Se trata de un instituto procesal, inspirado claramente en la doctrina procesal civilistica(2)
que tienden a asegurar provisoriamente los efectos de la decisión de fondo y pueden ser requeridos por la parte que, durante el tiempo que haga valer su derecho en la vía ordinaria, tenga fundados motivos que ello sea amenazado con un prejuzgamiento anticipado e irreparable(3).La tutela de urgencia es destinada en suma a asegurar la tutela en casos particulares, en la que el juez verifica que los tres requisitos se encuentren presentes concurrentemente: El interés tutelable cierto y manifiesto, la necesidad impostergable de tutela y que sea la única vía eficaz para la tutela del derecho invocado. Para los casos que no cumplan con los tres requisitos, se tramitarán como proceso especial.
Las pretensiones que se pueden incorporar en los procesos urgentes son únicamente tres:
a) El cese de cualquier actuación material que no se sustente en acto administrativo.
b) El cumplimiento por la administración de una determinada actuación a la que se encuentre obligada por mandato de la ley o en virtud de acto administrativo firme.

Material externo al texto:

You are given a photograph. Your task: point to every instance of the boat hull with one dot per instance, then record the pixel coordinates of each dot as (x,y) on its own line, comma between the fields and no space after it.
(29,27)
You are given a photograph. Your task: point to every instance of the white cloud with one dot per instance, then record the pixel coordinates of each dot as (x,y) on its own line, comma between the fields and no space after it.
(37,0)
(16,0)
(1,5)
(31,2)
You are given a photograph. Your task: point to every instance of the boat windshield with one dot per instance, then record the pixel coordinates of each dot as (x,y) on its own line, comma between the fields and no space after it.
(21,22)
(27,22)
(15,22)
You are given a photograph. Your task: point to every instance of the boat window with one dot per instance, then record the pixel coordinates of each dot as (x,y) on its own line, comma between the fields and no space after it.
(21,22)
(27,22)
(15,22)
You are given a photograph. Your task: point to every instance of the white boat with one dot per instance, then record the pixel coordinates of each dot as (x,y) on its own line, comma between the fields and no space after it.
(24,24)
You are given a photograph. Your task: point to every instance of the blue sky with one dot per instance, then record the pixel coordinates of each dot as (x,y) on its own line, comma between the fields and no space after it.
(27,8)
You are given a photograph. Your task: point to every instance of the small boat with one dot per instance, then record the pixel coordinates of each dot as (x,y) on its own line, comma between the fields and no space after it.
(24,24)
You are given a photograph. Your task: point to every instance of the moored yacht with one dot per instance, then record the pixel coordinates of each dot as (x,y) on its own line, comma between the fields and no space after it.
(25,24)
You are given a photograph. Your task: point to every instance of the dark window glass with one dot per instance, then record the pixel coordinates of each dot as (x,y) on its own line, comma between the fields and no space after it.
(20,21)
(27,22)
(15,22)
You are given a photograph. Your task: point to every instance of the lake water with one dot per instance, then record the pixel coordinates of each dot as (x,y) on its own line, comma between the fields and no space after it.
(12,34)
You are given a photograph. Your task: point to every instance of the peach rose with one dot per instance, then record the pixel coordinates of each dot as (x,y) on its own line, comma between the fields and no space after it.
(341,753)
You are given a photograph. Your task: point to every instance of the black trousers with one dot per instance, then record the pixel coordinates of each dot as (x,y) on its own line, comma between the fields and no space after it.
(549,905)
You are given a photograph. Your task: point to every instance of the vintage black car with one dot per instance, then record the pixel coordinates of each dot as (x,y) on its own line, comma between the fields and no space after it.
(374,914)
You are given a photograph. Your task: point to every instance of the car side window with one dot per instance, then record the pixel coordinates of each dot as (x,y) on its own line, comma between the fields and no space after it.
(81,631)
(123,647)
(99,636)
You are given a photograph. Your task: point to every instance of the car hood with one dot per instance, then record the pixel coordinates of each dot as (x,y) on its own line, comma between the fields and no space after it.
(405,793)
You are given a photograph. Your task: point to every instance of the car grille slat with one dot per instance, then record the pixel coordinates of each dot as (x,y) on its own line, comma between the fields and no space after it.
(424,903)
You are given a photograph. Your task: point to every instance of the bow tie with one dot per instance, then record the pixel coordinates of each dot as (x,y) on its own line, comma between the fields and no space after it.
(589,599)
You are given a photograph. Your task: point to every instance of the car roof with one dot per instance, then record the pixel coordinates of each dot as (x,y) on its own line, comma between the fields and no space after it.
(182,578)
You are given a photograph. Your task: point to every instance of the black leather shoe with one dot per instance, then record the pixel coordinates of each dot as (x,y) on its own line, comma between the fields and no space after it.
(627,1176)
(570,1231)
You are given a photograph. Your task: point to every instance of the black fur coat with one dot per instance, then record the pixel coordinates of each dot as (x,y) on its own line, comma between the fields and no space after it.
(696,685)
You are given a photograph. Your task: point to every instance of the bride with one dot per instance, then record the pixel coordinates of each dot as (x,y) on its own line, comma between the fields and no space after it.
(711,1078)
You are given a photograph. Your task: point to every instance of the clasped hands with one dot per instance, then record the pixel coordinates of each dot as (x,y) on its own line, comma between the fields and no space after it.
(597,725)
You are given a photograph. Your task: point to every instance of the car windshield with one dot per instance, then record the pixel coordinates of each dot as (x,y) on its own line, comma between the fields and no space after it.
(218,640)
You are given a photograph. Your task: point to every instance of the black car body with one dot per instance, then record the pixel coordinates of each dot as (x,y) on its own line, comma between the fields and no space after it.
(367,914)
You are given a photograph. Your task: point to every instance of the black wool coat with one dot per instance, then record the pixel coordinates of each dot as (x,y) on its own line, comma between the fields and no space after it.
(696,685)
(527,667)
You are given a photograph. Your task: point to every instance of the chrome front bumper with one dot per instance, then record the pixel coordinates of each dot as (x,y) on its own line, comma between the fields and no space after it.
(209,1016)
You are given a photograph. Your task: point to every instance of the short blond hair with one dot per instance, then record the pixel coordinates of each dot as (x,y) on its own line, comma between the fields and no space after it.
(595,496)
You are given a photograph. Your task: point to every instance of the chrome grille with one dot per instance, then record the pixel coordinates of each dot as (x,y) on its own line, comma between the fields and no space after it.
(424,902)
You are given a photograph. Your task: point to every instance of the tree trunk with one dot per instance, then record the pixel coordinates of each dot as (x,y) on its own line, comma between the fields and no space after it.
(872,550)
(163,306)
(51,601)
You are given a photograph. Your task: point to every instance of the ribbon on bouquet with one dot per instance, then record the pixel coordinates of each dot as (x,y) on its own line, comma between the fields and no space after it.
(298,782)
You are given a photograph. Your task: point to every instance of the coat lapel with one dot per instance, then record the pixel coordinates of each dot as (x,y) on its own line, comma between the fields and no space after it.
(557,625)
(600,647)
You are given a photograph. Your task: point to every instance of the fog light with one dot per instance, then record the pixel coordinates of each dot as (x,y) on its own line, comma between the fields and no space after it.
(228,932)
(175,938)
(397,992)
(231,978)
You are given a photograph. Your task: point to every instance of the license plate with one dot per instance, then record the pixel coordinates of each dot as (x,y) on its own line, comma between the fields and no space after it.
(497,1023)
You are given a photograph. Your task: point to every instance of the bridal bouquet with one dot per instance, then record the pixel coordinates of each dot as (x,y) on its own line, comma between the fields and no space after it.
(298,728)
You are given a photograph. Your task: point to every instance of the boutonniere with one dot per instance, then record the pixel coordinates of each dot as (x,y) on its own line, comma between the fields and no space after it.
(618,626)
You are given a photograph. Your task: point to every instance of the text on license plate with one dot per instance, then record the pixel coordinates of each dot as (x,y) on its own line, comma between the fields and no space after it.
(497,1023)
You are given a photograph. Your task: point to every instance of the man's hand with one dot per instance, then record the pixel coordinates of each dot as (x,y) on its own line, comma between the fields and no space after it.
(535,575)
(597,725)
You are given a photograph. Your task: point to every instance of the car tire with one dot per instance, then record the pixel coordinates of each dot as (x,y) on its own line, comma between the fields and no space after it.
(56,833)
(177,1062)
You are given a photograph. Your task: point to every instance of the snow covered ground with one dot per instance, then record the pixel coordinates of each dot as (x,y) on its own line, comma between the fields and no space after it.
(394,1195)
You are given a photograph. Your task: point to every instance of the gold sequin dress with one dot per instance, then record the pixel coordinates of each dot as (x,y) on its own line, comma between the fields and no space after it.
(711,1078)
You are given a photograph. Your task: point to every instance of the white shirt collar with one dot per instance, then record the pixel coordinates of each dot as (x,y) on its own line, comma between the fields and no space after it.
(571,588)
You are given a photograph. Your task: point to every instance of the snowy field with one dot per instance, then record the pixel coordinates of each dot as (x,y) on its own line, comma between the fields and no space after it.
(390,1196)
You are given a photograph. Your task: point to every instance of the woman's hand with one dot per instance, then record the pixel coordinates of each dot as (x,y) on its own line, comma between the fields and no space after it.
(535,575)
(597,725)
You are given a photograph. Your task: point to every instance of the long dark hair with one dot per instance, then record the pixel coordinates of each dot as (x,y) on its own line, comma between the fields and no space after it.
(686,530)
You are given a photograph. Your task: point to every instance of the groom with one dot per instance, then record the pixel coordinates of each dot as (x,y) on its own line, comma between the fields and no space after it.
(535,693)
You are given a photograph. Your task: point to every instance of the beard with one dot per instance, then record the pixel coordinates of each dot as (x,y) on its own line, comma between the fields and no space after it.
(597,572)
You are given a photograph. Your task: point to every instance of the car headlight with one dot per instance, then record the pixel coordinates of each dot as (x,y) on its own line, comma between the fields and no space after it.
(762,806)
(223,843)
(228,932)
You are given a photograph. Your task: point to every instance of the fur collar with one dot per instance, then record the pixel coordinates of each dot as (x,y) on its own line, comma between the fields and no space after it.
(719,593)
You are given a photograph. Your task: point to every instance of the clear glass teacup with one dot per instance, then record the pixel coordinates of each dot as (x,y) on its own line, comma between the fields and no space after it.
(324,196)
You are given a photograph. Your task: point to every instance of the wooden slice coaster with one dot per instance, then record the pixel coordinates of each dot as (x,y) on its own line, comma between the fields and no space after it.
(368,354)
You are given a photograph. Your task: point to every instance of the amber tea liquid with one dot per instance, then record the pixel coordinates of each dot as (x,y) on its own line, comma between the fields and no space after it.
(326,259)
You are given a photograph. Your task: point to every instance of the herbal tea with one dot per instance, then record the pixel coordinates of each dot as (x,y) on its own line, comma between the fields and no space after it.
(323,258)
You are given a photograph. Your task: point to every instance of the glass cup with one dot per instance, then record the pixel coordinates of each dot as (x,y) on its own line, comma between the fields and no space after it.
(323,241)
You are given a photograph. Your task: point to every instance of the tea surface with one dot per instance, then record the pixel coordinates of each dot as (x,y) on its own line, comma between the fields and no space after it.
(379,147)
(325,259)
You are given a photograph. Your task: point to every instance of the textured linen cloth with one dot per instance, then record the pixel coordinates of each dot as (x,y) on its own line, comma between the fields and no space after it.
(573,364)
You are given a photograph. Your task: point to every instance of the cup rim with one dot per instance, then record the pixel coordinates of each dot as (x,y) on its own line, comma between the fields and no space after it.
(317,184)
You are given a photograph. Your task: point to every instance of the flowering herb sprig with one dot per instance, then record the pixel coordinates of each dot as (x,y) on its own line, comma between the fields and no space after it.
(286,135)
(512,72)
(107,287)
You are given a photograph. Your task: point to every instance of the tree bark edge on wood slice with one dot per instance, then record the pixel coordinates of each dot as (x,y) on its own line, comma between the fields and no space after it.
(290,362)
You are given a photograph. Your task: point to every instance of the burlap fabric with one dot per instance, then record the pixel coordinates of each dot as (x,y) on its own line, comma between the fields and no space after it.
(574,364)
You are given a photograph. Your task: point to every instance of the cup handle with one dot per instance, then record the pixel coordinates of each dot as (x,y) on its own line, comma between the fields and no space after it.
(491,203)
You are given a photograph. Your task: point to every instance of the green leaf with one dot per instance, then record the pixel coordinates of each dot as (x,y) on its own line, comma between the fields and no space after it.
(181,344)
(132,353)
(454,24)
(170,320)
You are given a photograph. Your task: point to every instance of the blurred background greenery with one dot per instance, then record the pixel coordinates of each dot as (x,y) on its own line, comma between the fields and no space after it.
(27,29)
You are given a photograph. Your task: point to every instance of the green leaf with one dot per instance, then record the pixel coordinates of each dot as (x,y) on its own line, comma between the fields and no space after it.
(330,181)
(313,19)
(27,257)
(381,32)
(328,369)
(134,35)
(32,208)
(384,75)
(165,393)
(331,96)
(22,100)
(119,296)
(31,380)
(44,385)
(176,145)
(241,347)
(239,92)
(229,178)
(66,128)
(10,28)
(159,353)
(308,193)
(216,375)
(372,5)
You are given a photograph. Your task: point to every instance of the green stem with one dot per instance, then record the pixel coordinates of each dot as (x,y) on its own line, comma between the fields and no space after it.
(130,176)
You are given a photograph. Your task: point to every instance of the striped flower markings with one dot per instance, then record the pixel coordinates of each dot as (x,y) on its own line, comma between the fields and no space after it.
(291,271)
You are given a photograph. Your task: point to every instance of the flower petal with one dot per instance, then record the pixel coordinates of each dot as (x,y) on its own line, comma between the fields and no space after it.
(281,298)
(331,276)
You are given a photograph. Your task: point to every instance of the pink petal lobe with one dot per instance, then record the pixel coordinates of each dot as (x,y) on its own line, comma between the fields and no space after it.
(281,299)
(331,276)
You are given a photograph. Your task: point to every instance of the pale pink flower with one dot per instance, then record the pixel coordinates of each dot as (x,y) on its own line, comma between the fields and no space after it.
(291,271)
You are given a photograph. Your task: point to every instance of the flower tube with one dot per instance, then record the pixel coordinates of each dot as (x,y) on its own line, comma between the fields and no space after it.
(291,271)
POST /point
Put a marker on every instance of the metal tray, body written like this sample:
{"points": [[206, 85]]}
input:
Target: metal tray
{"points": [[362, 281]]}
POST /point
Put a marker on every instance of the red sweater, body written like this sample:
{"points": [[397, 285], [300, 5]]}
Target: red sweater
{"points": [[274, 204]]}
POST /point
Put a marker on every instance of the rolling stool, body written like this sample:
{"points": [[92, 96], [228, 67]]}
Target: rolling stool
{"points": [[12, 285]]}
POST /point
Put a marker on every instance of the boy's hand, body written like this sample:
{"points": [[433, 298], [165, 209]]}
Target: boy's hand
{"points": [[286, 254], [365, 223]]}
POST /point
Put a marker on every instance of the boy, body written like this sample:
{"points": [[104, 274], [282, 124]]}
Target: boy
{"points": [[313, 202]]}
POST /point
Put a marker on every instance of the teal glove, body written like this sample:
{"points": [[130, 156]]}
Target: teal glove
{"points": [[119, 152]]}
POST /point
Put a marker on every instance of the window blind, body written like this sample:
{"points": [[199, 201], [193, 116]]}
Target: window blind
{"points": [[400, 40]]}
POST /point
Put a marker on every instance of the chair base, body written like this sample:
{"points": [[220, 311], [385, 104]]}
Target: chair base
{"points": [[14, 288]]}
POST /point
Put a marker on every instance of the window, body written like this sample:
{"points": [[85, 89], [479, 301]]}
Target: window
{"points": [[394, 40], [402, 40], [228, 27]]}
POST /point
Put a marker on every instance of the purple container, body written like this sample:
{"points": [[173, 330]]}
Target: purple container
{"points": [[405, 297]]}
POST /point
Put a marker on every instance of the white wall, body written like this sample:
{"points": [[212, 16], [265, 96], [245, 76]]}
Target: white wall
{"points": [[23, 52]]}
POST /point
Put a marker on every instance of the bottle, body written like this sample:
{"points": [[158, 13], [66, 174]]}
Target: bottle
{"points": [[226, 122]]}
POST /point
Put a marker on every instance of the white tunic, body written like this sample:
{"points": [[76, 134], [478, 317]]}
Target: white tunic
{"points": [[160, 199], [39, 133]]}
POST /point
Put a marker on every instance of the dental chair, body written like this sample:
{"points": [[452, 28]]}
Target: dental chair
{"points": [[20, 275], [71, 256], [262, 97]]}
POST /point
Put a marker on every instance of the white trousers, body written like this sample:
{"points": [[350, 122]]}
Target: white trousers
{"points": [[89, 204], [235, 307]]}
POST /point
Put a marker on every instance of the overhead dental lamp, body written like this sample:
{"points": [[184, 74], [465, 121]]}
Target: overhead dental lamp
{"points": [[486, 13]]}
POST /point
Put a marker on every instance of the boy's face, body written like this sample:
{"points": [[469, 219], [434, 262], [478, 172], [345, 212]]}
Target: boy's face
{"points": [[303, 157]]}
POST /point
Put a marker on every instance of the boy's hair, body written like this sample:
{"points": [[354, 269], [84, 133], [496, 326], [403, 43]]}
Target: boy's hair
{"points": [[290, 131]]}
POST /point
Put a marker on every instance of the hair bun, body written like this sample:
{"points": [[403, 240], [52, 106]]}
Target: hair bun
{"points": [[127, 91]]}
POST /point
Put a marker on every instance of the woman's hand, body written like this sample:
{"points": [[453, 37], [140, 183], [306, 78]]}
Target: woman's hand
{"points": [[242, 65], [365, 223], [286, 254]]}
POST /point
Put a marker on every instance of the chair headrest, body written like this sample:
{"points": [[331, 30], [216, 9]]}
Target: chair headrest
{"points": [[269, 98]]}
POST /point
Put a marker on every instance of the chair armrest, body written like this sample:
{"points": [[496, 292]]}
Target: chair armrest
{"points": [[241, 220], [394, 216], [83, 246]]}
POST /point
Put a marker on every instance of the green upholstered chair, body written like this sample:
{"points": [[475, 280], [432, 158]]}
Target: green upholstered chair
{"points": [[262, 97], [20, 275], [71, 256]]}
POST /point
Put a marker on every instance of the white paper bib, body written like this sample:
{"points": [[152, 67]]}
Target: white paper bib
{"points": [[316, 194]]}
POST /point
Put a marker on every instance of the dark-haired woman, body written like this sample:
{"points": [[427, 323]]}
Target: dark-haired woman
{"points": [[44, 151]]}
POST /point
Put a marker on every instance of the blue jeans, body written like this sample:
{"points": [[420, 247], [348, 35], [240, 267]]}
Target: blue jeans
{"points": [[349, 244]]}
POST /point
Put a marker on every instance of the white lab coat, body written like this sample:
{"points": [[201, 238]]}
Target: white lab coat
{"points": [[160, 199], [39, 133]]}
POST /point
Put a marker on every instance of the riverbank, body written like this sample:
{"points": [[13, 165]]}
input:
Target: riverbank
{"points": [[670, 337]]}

c) Las relativas a materia previsional en cuanto se refieran al contenido esencial del derecho a la pensión. Las dos primeras pretensiones ya estaban reguladas y se tramitaban antes de la modificación vía proceso sumarísimo.
El procedimiento para la tramitación del proceso urgente, prevé que con la demanda se corre traslado al demandado por el término de tres días, vencido el plazo, con o sin contestación, el juez dictará en la Sentencia la medida que corresponda a la pretensión invocada dentro del plazo de cinco días.